De meeste ODH's houden erg van alle soorten sport en spel.
Door het zachtaardige karakter ook een echte familiehond.
De Oudduitse Herder is een draver en heeft wel wat beweging nodig.
Hij krijgt de juiste bespiering als hij veel rechtlijnige bewegingen maakt, zoals wandelen, fietsen en zwemmen. Wandelen en zwemmen mag ‘altijd’.
De meeste ODH's houden erg van zwemmen.
Alleen een rondje om de kerk is niet aan te bevelen, dagelijks een wandeling van enkele kilometers kunnen ze zeker aan.
De lange vacht moet zo nu en dan (maar niet te vaak) gekamd worden.
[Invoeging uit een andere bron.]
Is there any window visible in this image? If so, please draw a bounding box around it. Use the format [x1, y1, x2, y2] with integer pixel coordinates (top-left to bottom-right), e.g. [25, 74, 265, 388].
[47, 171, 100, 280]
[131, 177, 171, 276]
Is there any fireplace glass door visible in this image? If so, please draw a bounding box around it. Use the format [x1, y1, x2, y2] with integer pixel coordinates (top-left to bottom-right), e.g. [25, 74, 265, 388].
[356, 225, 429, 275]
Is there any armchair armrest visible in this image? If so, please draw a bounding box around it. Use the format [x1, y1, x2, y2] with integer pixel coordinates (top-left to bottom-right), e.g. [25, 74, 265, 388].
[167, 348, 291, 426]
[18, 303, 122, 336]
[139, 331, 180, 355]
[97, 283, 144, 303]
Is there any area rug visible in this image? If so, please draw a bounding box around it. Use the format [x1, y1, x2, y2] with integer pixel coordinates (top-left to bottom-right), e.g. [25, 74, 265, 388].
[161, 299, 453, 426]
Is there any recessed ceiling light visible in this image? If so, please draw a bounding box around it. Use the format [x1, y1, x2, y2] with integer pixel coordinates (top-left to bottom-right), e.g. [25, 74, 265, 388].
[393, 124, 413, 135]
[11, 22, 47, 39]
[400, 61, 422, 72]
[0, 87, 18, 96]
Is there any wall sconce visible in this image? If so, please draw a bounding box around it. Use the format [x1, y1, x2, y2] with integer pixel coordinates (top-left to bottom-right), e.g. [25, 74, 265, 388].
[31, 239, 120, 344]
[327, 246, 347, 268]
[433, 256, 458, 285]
Dit kan met een herderharkje.
Beter in 1 keer goed kammen en niet elke dag een beetje, want door vaak en veel te kammen wordt de huid gestimuleerd en gaat dan gaat de vacht nog meer verharen.
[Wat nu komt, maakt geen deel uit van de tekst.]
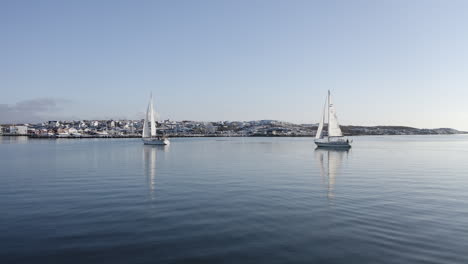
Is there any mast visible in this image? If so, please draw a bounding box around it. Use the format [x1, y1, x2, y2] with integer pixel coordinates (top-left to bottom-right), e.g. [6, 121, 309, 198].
[150, 93, 156, 137]
[327, 90, 330, 141]
[315, 98, 327, 139]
Soms is het alleen nodig om de broek/billen te borstelen.
Tijdens de rui (verharingstijd) kan een men in een trimsalon deze vacht laten verwijderen, een trimster wolt de oude vacht uit met een coat-king of een herderharkje De vacht nooit scheren!
Zachtaardig, stabiel, een echte kindervriend.
Maar ook waaks
De (Oud)Duitse Herder vindt zijn oorsprong in Duitsland uit verschillende types herdershonden. Er bestonden langhaar, ruwhaar en gladhaar herdershonden en dan ook nog in allerlei kleuren en types. Deze honden deden dienst als bewaker van huis en haard en/of het hoeden van de kudde. In die tijd fokte men uitsluitend op karaktereigenschappen en keek men eigenlijk niet naar het uiterlijk. In de oorspronkelijke Duitse Herdervereniging die eind negentiende eeuw werd opgericht aanvaardde men elke type vacht en kleur.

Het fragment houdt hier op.